In the end, what I took from Zemurray's story, and what made it redeeming, was not the evils and excesses of United Fruit but the optimism that characterized his life, the belief that he could indeed be both triumphant and loved. It's this infuriating faith that made him such a quintessentially American figure. If you want to understand the spirit of our nation, the good and bad, you can enroll in college, sign up for classes, take notes and pay tuition, or you can study the life of Sam the Banana Man.

 

Prologue

Sam Zemurray spoke with no accent, except when he swore, which was all the time. He was a big man, six foot three, rangy, nothing but muscle and bone, with the wingspan of a condor, hooded eyes, and a crisp, no-nonsense manner. If you saw him in the French Quarter, walking fast, you got out of the way. He lived uptown. If he was down here, it meant he was working.

It was a brisk night in the winter of 1910. Zemurray stood under the clock in front of the D. H. Holmes department store taking in the cheap twinkle of Canal Street. He wore a dark overcoat. At thirty-three years old, he was already a colorful figure. People passed around Sam Zemurray stories as if they were snapshots: in this one, you saw the town he left in Russia; in that one, the ship that brought him to America; in this one, the train that carried him to Alabama; in that one, the first bananas he purchased on the wharf in Mobile; in this one, the Central American isthmus where he cleared the jungle and made his fortune. After ten years in the South, he was known by a variety of nicknames: Z, the Russian, Sam the Banana Man, El Amigo, the Gringo.

He'd arrived on the docks at the start of the last century with nothing. In the early years, he'd had to make his way in the lowest precincts of the fruit business, peddling ripes, bananas other traders dumped into the sea. He worked like a dog and defied the most powerful people in the country. By 1905, he owned steamships, side-wheelers that crossed the Gulf of Mexico, heading south empty, returning with bananas. It was said he had traveled the breadth of Honduras, from Puerto Cortés to Tegucigalpa, on a mule. Because he wanted to know the terrain, get his hands in the black soil.

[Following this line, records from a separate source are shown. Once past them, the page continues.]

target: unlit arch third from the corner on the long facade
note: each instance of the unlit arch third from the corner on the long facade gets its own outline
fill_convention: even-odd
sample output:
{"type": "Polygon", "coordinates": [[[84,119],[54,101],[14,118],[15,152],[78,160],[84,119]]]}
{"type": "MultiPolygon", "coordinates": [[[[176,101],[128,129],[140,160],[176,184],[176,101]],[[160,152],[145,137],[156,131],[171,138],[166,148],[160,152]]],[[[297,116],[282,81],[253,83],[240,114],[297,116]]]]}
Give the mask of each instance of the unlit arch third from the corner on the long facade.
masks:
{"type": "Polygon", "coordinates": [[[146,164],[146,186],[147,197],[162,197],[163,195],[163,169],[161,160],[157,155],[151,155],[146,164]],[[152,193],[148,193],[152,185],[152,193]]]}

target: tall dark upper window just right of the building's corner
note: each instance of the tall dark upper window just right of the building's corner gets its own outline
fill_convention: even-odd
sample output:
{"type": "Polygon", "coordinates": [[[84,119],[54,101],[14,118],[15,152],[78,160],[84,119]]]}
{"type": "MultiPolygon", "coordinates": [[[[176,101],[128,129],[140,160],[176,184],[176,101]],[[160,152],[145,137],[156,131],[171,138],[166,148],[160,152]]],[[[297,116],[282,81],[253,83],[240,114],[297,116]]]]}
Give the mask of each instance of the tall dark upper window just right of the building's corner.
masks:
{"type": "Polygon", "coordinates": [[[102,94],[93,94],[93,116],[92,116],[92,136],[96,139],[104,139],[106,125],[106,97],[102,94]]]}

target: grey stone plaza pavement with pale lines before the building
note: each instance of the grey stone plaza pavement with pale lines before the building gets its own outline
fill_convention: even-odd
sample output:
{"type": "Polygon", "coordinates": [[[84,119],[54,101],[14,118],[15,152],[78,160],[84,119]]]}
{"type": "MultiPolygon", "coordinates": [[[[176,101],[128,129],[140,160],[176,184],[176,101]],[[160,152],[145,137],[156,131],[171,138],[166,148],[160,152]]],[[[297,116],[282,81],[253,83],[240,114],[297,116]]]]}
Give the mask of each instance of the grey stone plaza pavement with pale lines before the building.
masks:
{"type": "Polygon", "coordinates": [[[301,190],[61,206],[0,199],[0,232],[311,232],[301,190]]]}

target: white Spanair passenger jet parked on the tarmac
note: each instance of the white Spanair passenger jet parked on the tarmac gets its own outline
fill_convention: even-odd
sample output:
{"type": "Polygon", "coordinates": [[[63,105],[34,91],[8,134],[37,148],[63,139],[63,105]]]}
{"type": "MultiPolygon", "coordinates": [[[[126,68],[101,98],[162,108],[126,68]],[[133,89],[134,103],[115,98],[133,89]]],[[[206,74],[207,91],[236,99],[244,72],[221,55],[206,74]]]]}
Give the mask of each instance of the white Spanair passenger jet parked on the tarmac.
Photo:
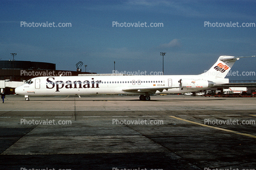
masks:
{"type": "MultiPolygon", "coordinates": [[[[255,57],[250,56],[250,57],[255,57]]],[[[29,96],[59,96],[82,94],[137,94],[149,101],[151,94],[186,93],[205,90],[228,83],[228,71],[239,58],[222,55],[205,73],[180,76],[128,76],[124,74],[81,74],[79,76],[36,77],[15,89],[16,94],[29,96]]]]}

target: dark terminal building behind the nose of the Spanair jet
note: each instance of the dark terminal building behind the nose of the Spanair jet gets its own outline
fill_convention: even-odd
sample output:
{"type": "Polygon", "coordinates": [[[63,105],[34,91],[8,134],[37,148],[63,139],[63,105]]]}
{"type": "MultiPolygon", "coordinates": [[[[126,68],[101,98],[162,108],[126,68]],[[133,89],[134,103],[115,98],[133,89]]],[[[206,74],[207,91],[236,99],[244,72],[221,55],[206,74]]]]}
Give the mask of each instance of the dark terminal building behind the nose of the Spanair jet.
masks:
{"type": "Polygon", "coordinates": [[[96,74],[89,72],[56,70],[55,63],[0,60],[0,88],[6,94],[14,94],[14,89],[24,81],[40,76],[78,76],[78,74],[96,74]]]}

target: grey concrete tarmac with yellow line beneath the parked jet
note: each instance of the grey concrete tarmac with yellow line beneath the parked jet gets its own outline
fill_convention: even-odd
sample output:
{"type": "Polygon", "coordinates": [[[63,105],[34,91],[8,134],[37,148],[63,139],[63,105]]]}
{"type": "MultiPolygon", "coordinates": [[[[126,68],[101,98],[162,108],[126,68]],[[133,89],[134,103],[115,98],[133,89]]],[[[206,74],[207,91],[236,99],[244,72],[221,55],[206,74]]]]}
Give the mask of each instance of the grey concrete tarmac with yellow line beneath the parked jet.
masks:
{"type": "Polygon", "coordinates": [[[7,96],[0,169],[256,169],[256,97],[7,96]]]}

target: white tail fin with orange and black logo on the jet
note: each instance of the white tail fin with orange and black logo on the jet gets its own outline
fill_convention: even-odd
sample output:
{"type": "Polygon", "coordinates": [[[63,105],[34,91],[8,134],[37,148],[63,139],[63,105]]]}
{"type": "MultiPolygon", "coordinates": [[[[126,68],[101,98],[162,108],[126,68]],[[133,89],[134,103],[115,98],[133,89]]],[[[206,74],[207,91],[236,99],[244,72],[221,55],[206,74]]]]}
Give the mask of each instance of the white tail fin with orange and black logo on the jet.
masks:
{"type": "Polygon", "coordinates": [[[240,57],[222,55],[208,71],[200,75],[225,78],[225,76],[228,74],[228,71],[230,71],[236,60],[239,60],[239,58],[240,57]]]}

A few minutes before midnight, three men came around the corner. The obvious leader—you could tell by the happy flash in his eyes—was Lee Christmas of Livingston Parish, a onetime railroad engineer who had gone wild on the isthmus. It was Christmas, the most famous mercenary in the Americas, who turned “revolution” into a verb. As in,
Let's go revolutin'! The New York Times
called him a real-life Dumas hero. Wherever he went, he was followed: by hit men, by police, by foreign agents trying to fathom his next move. Why, look here! Two such men lurk in the shadows across Bourbon Street—members of the United States Secret Service, with shiny shoes and flat faces, with lumps where their pistols dig into the fabric of their government coats. When Zemurray needed an army, he went to Christmas and Christmas did the rest, gathering a crew of exiles and adventure seekers in the dives of the French Quarter.

Christmas was in the company of two friends, key players in what was a conspiracy: Guy “Machine Gun” Molony, a veteran of the Boer War and a former New Orleans cop who could assemble a Vickers repeating rifle in under three minutes, hence the nickname, and General Manuel Bonilla, a tiny man, as brown as a bean, with a hawk nose and black eyes.

Zemurray was in the process of overthrowing a foreign government—he had been warned by Philander Knox, the U.S. secretary of state, who ordered federal agents to tail him and his cohorts in New Orleans, but didn't care. If Sam failed, he faced ruin. But if he succeeded, he would become a king in banana land. General Bonilla had been president of Honduras. With the right kind of help, he would be president again.

Zemurray studied the Secret Service agents across the street. Pulling a bankroll from his pocket, snapping off tens and twenties, he told Christmas, “You've got to lose them.”